Callaghan’s butcher shop has been a landmark in Ardee for four generations and more than a hundred years. The business was started in 1906 by Peter Callaghan, great-grandfather of the current owner, also called Peter. It has never moved from its original location. The original Peter Callaghan came to Ardee from small farming stock in Gaffney, near Duleek, to serve his time with Lynch’s butchers in what is now Eagletons footwear store in Castle Street.
In 1906, he acquired the current premises at 58 Market Street and set up his own business. As the new enterprise grew, he invited his brother Thomas to come and give him a hand. The two brothers subsequently married two McKenna sisters from Cappock, Dunleer. After about five years, Thomas set up the Ardee Meat Company, on the site of the present O’Neills Menswear beside Ardee Castle.

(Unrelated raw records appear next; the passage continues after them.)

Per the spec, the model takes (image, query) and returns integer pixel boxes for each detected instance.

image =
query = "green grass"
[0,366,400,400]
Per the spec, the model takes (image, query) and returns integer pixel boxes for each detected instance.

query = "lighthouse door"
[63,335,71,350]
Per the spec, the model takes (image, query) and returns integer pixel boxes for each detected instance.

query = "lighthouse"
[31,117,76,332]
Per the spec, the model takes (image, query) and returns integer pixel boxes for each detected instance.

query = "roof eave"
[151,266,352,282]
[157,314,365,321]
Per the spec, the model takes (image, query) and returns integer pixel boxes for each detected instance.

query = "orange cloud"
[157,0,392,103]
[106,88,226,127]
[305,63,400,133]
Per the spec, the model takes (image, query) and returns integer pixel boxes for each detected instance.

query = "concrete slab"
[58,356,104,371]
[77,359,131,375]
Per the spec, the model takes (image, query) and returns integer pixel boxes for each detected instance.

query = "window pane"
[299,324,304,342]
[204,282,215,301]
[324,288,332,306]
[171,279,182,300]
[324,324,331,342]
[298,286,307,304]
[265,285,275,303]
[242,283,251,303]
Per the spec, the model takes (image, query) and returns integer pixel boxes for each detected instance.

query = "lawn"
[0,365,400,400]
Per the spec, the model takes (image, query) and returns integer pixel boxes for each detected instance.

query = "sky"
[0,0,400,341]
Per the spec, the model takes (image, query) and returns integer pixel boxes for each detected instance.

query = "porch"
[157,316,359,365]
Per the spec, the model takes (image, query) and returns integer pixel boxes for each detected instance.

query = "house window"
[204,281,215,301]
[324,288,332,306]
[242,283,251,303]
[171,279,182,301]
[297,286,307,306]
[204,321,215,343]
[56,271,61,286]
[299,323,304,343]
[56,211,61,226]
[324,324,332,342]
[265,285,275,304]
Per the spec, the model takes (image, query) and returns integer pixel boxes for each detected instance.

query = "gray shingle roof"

He gradually concentrated more on the wholesale side of the business, later exporting beef and lamb to Liverpool out of Greenore.
Peter and his wife Mary had 13 children before his untimely death in 1934. The oldest of the children – also called Peter – was just 18. He took over the shop with his brother Pat. Because of their youth, their mother went to Byrne’s butcher shop in West Street, Drogheda, in search of an experienced butcher to assist them. Mr Byrne offered her the services of Dan O’Brien, but with the following warning: “He’s an excellent, top class, tradesman and butcher, but he’s sour to the customers.”
The unperturbed Mrs Callaghan replied: “That’s no problem. If he gets my boys into shape, they’ll look after the customers.”
The two brothers successfully ran the business with the help also of their sister Agnes who in the 1940s became one of Ireland’s first female butchers. In 1951 Pat opened his own butcher shop at Hart’s Corner in Dublin’s Glasnevin.
Peter Callaghan was married to Mary Rowentree, from Reaghstown, and they had ten children. Over time, Peter began taking a back seat, preferring to concentrate on the farming end of the business and the supply of cattle, pigs and lambs to the shop.
In the late ‘60s, his son Johnny – father of the present owner – took over. One of his big innovations, in keeping with the times, was the introduction of the delicatessen alongside the traditional meat counter. In 1988, Johnny’s two sons Peter and Andrew came into the business and served their apprenticeships. In the early 1990s, the baton was passed to the present generation when Peter and Andrew took over. They worked together for ten years before Andrew opened his own successful butcher shop in Bettystown, Co. Meath.
Says the current Peter: “I’m still doing what my great grandfather did. I’m going out and buying cattle and sheep from the same local farmers.”